As you can see, these are very respectable numbers -- in fact under load the MSI board was the most power efficient. Mind you that this was done with a P55 motherboard, an SSD, optical drive, 8GB memory and Radeon HD 5870 graphics card. For the best power consumption we recommend you to have BIOS features like EIST and C1E enabled and within Windows set your performance mode to balanced (allows the processor to clock down when idling).

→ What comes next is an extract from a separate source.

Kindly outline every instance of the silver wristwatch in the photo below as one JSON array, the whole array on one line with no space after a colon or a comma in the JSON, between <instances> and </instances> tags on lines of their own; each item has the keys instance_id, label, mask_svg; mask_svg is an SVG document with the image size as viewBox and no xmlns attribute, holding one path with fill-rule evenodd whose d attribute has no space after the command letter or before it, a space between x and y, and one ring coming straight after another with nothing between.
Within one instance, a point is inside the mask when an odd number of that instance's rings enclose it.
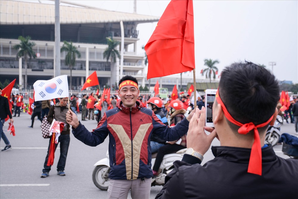
<instances>
[{"instance_id":1,"label":"silver wristwatch","mask_svg":"<svg viewBox=\"0 0 298 199\"><path fill-rule=\"evenodd\" d=\"M193 156L194 156L197 158L200 159L201 161L203 161L203 159L204 158L204 157L203 157L203 155L201 154L194 150L192 148L189 148L187 149L185 152L185 154L188 154Z\"/></svg>"}]
</instances>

Temperatures are very good as well. With an average air cooler you can expect temps like these:

Temperatures

idle

100% CPU load

Core i5 750 (2,66 MHz) 133x20,

39

52

Core i7 860 (2,80 MHz) 133x21

38

52

Core i7 870 (2,93 MHz) 133x22

38

53

This above example was done with a Thermalright MUX 120 air based cooler. Of course results will vary with different motherboards and cooling solutions. But as a baseline the temperatures definitely are promising, especially with overclocking in mind.

100% CPU load is 4 cores 100% stressed with Prime 95, voltages are left at default, processor Turbo mode is enabled. Overclocked temps of course will differ, but we'll show you that in a split-second.

 

Overclocking and power consumption

Okay power consumption versus overclocking -- check this out:

Power Consumption idle 100% CPU load
MSI BB Fuzion 100 153
MSI BB Fuzion OC Genie (4 GHz) 138 272

What a lot of you do not realize is that overclocking a processor can consume heaps of power. We put this to the test by monitoring power consumption with the processor in its default setting and then compared to an overclocked 4 GHz configuration. The results are astonishing, when we stress the 4 (8 threaded) CPU cores 100% at default (Turbo on) we peak at only 153 Watts for the default clocked Core i7 870. But once we overclock to 4 GHz... the power draw all of a sudden is 272 Watts (!) once we stress all CPU cores 100%, so an additional 1200 MHz of power is costing us an additional 119 Watts (!) and we are not even using the GPU for gaming just yet.

Stuff to think about before you start to overclock as the color green turns really red.